The Turkish government denies limiting freedom of press, and claims instead that the imprisonment of most of the convicts has nothing to do with their journalistic activities. The Justice Ministry argued that certain non-governmental organizations have published various numbers about imprisoned journalists that were not based on "healthy information."

As mentioned by RWB in a long and detailed report on freedom of the press in Turkey, however, reporting about certain topics is still routinely punished by the Turkish courts. Time magazine reports that "the government's 'you're either with us or against us' attitude has created a palpable sense of repression in the press, particularly since media and business interests are closely linked.

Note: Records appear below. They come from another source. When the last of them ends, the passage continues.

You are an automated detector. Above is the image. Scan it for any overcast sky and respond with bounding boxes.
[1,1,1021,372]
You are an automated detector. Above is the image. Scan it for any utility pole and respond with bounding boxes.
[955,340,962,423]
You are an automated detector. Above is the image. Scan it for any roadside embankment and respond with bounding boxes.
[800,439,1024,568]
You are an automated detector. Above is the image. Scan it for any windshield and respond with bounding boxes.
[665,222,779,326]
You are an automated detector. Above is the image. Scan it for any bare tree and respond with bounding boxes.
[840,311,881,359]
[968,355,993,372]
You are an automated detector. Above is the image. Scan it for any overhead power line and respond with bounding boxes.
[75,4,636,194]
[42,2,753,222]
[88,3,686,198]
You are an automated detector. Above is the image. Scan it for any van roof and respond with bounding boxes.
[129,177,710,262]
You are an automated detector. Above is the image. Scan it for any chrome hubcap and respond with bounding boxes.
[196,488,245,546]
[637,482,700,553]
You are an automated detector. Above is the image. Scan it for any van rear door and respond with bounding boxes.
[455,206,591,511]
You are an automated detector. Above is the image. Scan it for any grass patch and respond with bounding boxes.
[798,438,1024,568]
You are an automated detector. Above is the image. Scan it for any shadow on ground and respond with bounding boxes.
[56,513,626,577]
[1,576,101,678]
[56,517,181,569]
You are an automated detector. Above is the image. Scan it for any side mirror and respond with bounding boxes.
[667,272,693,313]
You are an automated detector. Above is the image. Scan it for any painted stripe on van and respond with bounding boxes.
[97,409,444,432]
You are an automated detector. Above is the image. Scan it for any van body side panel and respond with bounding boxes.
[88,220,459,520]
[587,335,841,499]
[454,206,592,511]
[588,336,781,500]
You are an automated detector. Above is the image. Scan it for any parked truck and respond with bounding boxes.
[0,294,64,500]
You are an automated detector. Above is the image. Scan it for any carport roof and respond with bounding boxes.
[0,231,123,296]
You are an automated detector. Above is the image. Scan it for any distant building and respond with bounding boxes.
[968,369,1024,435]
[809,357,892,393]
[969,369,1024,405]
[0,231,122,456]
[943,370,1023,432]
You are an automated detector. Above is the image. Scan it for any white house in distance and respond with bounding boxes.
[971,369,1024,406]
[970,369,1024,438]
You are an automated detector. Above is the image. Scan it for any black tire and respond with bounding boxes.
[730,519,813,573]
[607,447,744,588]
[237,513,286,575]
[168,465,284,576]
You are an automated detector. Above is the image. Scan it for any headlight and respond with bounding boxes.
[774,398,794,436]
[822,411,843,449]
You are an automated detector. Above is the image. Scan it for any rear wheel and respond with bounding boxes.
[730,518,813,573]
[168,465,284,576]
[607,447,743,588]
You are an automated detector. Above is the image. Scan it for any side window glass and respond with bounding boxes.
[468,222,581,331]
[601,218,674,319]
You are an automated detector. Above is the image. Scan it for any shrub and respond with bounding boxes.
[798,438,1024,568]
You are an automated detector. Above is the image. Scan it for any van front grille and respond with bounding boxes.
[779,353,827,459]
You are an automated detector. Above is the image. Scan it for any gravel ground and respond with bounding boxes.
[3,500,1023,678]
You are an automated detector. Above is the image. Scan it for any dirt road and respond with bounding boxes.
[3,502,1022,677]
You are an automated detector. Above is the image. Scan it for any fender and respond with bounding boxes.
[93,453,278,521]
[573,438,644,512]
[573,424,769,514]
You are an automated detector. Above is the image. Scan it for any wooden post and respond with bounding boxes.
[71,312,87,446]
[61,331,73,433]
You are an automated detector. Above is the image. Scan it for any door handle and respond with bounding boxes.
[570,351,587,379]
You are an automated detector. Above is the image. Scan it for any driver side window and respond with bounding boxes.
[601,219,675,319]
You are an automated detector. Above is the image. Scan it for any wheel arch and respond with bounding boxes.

The main government-critical news group, Dogan, was slapped with 4.8 billion lira ($3.05 billion) in tax fines in 2009 after a row with the government over corruption allegations involving members of the AKP party. […] Reporters worry that they might lose their press card or be banned from further meetings. Erdogan has personally sued dozens of cartoonists and journalists for defamation. Under his administration, thousands of websites have been shut down at times, including YouTube, Vimeo and Blogger".

The international community should immediately place media freedom and human rights at the center of its relation with Turkey.

Arne König, President of the European Federation of Journalists (EFJ), said that there should be more information in the West on what it is happening in Turkey. He expressed concern that Turkey is not as much under pressure from the outside world a much as it used to be in the past. In his opinion, the member states of the European Union have been manipulative in terms of press freedom. König also said that the imprisonment of journalists has shown a lack of democracy in Turkey, and that there is a long way to go before democracy will be enacted. This lack of democracy, however, is apparently the kind of "moralpolitik" that the Turkish government seems proud to pursue in its policy, and that the media seem content to let it entrench.